Jail for man who threatened victim with Stanley knife over €20 debt

A man who kicked in a glass panel of a friend's flat door and threatened the victim with a Stanley knife because he owed him €20 has been jailed for two years.
Jail for man who threatened victim with Stanley knife over €20 debt
Stock image. Picture: iStock
Stock image. Picture: iStock

A man who kicked in a glass panel of a friend's flat door and threatened the victim with a Stanley knife because he owed him €20 has been jailed for two years.

David Johnston (38) of Golden Lane, Bride Street, Dublin 8, pleaded guilty at Dublin Circuit Criminal Court to burglary on Cooke Street on November 14, 2019. He has 28 previous convictions.

Garda Barry Mulvey told Katherine McGillicuddy BL, prosecuting that the victim was watching television with his girlfriend when they heard banging and kicking at their front door. The woman heard someone shout “It's your funeral” before the man went out to the hallway to see what was happening.

He saw Johnston through the glass panel of the door and told him to get away. When Johnston refused, he called “999”.

Gda Mulvey said Johnston managed to kick in the glass panel of the doorway and climb into the flat but the couple had at that point barricaded themselves into the sitting room by blocking the door with a couch.

Johnston forced his way in by shouldering the door before he headed straight for the man and demanded money off him. He held a Stanley knife to the victim's neck and threatened to cut his throat.

Gda Mulvey said the victim got a small cut to his throat which didn't require medical attention. He confirmed that Johnston had loaned the man €80 the previous month and there was €20 outstanding.

The man handed Johnston €20 and he left the flat, elbowing in a kitchen window as he was leaving.

Gda Mulvey said Johnston was later arrested and interviewed but made no admissions. He said he was homeless and had a drug addiction.

The victim had not prepared a victim impact statement.

Luigi Rea BL, defending said his client, who has been on remand in prison since his arrest, is an enhanced prisoner in custody.

He suggested to Judge Martin Nolan that if Johnston “keeps himself to himself” and stays on his prescribed medication for depression, “he is unlikely to come before the courts in this way again”.

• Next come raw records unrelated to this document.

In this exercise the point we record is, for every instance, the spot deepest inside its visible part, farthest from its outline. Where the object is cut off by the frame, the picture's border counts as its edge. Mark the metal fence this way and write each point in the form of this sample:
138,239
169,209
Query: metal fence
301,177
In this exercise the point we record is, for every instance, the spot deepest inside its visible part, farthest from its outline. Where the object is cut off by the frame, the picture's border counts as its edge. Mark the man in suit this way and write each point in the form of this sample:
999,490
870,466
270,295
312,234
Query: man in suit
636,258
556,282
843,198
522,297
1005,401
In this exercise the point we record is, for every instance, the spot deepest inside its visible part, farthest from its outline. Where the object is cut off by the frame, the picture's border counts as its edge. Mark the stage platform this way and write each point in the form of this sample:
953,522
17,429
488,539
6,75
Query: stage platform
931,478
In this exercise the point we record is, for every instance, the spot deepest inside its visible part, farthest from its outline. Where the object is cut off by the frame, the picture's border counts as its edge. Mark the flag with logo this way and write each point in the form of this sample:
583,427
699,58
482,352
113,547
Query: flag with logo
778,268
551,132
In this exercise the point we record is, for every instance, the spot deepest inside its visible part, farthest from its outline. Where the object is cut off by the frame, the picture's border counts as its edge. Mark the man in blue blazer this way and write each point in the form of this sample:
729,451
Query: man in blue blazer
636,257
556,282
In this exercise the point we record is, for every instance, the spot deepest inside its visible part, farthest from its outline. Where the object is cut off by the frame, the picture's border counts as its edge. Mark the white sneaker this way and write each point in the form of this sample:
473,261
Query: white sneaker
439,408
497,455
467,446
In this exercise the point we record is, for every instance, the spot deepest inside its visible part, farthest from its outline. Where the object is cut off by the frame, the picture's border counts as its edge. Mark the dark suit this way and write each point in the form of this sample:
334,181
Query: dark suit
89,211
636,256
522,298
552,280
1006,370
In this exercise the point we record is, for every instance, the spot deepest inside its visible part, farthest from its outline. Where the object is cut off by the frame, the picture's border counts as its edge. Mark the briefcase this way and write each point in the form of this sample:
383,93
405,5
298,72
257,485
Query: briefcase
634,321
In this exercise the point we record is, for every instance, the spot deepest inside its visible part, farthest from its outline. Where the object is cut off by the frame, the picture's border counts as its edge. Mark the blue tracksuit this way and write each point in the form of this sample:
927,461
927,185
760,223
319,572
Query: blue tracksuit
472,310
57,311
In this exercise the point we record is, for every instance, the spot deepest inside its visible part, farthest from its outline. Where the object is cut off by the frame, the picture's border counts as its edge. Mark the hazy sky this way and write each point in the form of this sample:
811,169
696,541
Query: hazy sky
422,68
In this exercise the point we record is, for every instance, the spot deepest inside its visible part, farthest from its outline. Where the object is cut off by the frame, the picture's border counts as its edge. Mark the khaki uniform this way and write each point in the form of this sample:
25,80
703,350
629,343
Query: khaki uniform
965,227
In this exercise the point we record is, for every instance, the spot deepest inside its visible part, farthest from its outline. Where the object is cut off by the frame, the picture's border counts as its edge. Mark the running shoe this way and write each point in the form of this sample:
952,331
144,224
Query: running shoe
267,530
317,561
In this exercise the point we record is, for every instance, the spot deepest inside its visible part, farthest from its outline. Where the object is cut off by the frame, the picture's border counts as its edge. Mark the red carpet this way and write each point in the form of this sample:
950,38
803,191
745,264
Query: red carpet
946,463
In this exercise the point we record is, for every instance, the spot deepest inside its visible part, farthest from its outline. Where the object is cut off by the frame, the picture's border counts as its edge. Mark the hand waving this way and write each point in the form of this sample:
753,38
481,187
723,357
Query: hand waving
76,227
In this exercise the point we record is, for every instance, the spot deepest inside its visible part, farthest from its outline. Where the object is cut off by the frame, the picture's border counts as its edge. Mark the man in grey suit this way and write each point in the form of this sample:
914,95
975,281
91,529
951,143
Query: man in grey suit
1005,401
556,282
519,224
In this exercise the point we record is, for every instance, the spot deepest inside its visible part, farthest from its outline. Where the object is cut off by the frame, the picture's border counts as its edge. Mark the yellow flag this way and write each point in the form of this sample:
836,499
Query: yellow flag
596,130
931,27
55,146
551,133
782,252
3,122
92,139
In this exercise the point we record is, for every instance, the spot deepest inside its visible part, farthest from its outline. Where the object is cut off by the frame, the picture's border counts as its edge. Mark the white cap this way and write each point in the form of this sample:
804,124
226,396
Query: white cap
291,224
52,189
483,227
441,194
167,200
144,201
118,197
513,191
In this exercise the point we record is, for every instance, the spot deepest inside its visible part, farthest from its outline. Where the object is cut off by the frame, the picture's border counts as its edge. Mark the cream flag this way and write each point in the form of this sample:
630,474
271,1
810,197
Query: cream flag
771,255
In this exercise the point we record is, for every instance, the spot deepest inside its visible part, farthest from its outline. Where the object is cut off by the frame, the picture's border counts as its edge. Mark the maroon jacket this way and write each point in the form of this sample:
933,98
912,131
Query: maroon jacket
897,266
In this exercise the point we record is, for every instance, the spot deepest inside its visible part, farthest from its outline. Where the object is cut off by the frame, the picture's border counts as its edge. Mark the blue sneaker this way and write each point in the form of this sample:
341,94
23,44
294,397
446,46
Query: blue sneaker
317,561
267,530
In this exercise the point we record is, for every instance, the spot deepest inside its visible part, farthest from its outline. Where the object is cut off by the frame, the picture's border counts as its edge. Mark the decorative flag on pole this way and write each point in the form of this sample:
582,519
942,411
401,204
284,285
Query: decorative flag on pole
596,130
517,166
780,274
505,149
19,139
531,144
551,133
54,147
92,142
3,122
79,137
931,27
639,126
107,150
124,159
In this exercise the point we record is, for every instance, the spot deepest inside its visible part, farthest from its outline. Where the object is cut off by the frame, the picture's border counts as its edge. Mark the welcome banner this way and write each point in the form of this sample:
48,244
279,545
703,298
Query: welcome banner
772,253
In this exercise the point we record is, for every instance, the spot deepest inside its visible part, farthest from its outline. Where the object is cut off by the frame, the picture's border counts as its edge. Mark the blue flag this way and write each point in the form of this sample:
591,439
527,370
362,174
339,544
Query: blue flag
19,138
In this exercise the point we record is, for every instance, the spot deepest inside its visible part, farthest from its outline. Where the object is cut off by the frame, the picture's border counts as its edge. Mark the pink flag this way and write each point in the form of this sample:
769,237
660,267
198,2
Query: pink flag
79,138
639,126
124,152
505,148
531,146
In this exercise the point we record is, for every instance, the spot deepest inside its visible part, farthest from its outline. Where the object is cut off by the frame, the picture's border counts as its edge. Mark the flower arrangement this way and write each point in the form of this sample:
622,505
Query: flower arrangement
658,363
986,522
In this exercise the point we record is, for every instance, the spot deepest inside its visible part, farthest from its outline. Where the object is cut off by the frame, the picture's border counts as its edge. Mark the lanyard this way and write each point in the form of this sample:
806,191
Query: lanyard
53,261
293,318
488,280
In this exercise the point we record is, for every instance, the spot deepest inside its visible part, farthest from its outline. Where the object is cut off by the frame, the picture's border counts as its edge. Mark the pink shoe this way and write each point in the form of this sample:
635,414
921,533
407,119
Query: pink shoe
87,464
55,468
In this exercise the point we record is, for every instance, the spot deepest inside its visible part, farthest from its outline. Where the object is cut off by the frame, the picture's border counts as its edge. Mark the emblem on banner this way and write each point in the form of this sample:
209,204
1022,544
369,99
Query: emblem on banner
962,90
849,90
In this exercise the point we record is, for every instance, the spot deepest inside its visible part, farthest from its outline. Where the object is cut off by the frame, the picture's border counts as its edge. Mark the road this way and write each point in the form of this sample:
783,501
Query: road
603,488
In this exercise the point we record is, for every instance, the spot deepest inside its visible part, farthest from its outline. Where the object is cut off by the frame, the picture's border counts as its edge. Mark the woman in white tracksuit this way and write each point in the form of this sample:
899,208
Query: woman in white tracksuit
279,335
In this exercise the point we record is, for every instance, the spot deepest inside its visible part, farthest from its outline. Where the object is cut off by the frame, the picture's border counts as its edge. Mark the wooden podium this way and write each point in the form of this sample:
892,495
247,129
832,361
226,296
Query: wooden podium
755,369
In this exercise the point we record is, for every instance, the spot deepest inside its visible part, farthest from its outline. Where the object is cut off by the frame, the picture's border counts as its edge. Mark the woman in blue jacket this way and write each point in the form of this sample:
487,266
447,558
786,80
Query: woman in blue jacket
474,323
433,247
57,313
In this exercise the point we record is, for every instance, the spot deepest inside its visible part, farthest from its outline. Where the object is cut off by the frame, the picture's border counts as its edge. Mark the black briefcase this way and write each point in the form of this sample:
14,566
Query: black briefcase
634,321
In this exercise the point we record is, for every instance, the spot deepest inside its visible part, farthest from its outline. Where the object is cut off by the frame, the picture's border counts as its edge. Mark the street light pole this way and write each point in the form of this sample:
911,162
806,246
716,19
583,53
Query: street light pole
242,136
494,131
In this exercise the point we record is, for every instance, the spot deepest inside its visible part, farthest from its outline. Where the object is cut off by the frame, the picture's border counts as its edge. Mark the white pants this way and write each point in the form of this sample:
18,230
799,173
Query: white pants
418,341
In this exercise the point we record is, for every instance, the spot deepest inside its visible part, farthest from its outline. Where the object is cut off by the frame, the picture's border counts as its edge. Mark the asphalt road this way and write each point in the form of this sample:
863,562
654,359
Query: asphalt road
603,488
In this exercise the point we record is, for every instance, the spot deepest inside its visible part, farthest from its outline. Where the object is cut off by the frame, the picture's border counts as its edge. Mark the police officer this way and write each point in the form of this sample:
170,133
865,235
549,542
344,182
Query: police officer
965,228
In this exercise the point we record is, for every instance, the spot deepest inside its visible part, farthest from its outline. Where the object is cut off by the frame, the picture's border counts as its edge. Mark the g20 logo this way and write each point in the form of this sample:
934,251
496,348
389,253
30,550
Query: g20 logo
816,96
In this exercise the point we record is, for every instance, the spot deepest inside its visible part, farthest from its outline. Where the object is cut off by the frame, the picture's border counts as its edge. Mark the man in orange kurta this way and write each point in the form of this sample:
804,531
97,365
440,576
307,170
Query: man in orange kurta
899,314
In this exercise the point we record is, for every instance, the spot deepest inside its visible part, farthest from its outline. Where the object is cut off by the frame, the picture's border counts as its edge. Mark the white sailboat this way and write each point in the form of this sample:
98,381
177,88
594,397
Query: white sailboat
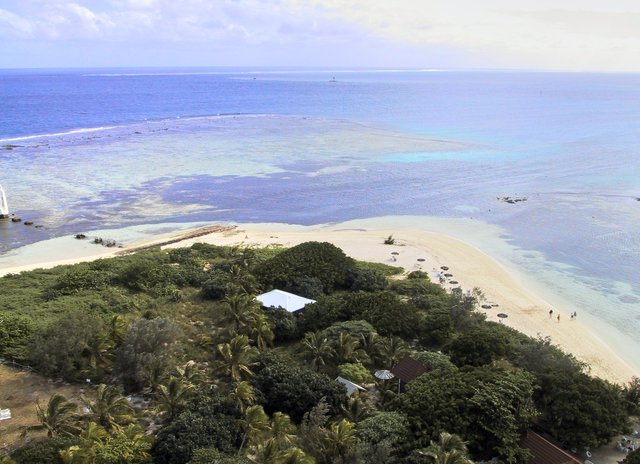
4,206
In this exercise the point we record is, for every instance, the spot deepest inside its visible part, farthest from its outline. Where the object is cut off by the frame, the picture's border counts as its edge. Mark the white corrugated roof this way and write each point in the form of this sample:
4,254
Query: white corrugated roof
281,299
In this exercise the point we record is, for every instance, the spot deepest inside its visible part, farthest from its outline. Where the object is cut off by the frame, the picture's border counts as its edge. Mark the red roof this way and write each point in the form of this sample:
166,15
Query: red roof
408,369
545,452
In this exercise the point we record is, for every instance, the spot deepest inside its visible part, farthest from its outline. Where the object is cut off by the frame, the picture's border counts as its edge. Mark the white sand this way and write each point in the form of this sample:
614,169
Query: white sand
527,312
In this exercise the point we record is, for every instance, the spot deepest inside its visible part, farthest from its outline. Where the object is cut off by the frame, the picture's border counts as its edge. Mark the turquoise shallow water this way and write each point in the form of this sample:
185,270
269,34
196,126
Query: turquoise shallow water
296,148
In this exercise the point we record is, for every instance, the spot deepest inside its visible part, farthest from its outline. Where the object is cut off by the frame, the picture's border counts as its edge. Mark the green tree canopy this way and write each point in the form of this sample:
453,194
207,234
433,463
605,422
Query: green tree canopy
315,260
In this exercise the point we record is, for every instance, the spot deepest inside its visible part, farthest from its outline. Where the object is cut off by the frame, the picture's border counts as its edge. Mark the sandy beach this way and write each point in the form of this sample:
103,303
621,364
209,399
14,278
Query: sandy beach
416,250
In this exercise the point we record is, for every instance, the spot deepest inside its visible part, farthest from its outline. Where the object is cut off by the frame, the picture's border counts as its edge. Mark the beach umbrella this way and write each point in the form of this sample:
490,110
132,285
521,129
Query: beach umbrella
384,374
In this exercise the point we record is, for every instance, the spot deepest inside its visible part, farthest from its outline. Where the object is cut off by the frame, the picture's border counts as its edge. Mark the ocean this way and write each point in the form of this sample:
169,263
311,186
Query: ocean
82,150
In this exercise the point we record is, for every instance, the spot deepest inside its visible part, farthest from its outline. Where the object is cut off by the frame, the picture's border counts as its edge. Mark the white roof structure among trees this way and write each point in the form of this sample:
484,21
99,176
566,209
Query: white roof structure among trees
281,299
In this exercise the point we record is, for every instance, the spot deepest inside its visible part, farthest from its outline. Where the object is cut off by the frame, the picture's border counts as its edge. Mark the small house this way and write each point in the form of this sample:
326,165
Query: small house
407,370
282,299
545,452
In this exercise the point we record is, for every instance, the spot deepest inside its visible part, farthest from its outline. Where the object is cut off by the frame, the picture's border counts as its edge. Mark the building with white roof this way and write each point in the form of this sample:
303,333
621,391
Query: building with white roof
282,299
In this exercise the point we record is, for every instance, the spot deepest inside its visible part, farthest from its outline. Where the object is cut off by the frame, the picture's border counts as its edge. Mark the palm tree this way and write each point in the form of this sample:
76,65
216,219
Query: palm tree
92,437
370,344
449,449
117,329
339,440
173,396
237,357
282,430
356,410
238,311
261,330
392,350
243,395
255,423
190,374
127,444
317,349
266,452
110,409
294,456
99,354
346,348
58,418
241,280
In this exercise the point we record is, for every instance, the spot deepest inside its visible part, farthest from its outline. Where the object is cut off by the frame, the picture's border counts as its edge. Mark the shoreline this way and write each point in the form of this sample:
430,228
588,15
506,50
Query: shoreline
527,310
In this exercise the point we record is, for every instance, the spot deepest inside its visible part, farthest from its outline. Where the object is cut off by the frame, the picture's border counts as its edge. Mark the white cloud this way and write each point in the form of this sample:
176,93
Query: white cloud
556,34
546,34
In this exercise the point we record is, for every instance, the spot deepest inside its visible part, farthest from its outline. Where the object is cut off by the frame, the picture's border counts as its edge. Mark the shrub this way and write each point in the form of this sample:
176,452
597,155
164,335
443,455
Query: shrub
322,261
285,324
367,280
148,351
64,347
293,389
45,451
209,421
355,372
15,335
354,328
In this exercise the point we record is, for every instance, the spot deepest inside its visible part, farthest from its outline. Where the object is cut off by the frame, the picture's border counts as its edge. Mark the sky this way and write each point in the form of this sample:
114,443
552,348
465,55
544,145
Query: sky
546,35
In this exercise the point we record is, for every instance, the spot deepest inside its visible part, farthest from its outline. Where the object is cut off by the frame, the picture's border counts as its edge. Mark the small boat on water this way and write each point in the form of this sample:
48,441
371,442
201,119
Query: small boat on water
4,206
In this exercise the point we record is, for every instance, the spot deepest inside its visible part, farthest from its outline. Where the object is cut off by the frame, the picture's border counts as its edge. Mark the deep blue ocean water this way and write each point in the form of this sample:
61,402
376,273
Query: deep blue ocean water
111,148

Judge Nolan said it was “a misguided attempt to recover money” that Johnston felt was owed to him by the victim.

He took into account that Johnston has had long periods of his life during which he has not come to garda attention and accepted he was doing well in prison.

Judge Nolan sentenced Johnston to four years in prison but suspended the final two years on strict conditions.